THEY COULD NOT be farther apart, yet closer together. The Shaky Hands, with their loose and jangling pop assembly of bubbly choruses rising to the top of a wave of classic rock, are the perfect snapshot of Portland rock 'n' roll: carefree, blue collar to the point of appearing disheveled, and imbued with a ferocious work ethic. The quartet approached album number three, Let it Die, free of the lumbering weight that dragged down their much anticipated, yet ultimately disappointing second album, Lunglight. The new recording is a heroic dose of rock that was created in the basement but aims for the stars.

Panther, meanwhile, eschews such straightforwardness. The onetime solo vessel for Charlie Salas-Humara, Panther was more performance art than music performance, challenging listeners and unsuspecting club patrons with a confrontational and dizzying array of spastic electronics, rubber-limbed dancing, and vocals that were more yelped than sung. Salas-Humara later added the drumming backbone of Joe Kelly, anchoring their sound into a more comfortable niche, one that finally takes shape on their latest, Entropy.
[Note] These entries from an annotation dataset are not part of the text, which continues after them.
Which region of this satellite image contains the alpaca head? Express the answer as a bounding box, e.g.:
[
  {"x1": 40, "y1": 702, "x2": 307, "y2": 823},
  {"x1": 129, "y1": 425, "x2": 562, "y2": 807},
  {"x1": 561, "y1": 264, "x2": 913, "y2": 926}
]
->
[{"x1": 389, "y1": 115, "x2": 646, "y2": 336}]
No longer just a quick flicker and flame, Entropy is a deconstructed rock record that strips and reassembles the genre with an outsider's flair. Some critics will even namedrop Steely Dan when discussing lead single "Birds that Move." It's a misguided comparison, although much like Fagen and Becker, Panther's Salas-Humara and Kelly joyfully couldn't care less about preconceived notions of sound, musical direction, and the overly indulgent nature of their art.

So it would seem as if these two bands have little in common other than the logo that adorns their new releases (Kill Rock Stars is set to release both bands' albums this week), but as they share a bar table—and countless drinks—in a somewhat botched attempt to interview each other, it's abundantly clear that if not a collective sound, both the Shaky Hands and Panther share a musical course. Just as Let it Die is a more streamlined and comfortable recording, Entropy is the same, dragging Panther from the outskirts of the pop music wastelands into a locale that is more welcoming, if not downright accessible. Both releases are the third for each act, and their similar arcs—quick out of the gate, but still struggling to establish artistic footing as time passes—mirror each other. Proof that for the Shaky Hands and Panther, sometimes even the smallest similarities can trump the greatest of differences.

MERCURY: It seems that both bands, despite their differences, found themselves at a similar place with these new albums.

NICHOLAS DELFFS (the Shaky Hands): Well, we're a different band. There were no conscious decisions to change—at least not for myself—but with Jake [Morris] in the band and us changing as people; this album is a result of that.

CHARLIE SALAS-HUMARA (Panther): I heard you were listening to a lot of Tom Petty and wanted to make a stripped-down rock record.

ND: That was an idea we tossed out.

JAKE MORRIS (the Shaky Hands): Well, we were never in the studio saying, "That take wasn't Tom Petty enough!"

MAYHAW HOONS (the Shaky Hands): We've all had the same influences since the beginning, but I guess people just hear them more now than before.

CSH: The record still sounds like you, but it's just a nicer recording.

ND: Well, it was the first real studio we've ever been to. The others were just...

MH: ...some guy's house. The reason it's stripped down wasn't exactly a conscious decision, but we only had 10 days to record and mix the record. We had no time to think about doing something else.

What about for Panther?

CSH: For us, it's the opposite. We wrote the record while recording it. It was nice to be able to do that, but there is a sense of overdoing it as well; making 20 guitars sound like one.

Is there a fine line between changing the band's sound yet not going so far as to upset your fanbase?

ND: I don't have that fear of going too far. I think it happens naturally.

MH: We've had enough people come and go that it affects our sound, plus Nick doesn't write the same songs again and again.

CSH: Our three records are so different, we can't really care about changing our sound. We've already alienated fans of our first record—I got hate mail—so you just continue with it. It's art—you have to be able to do something different.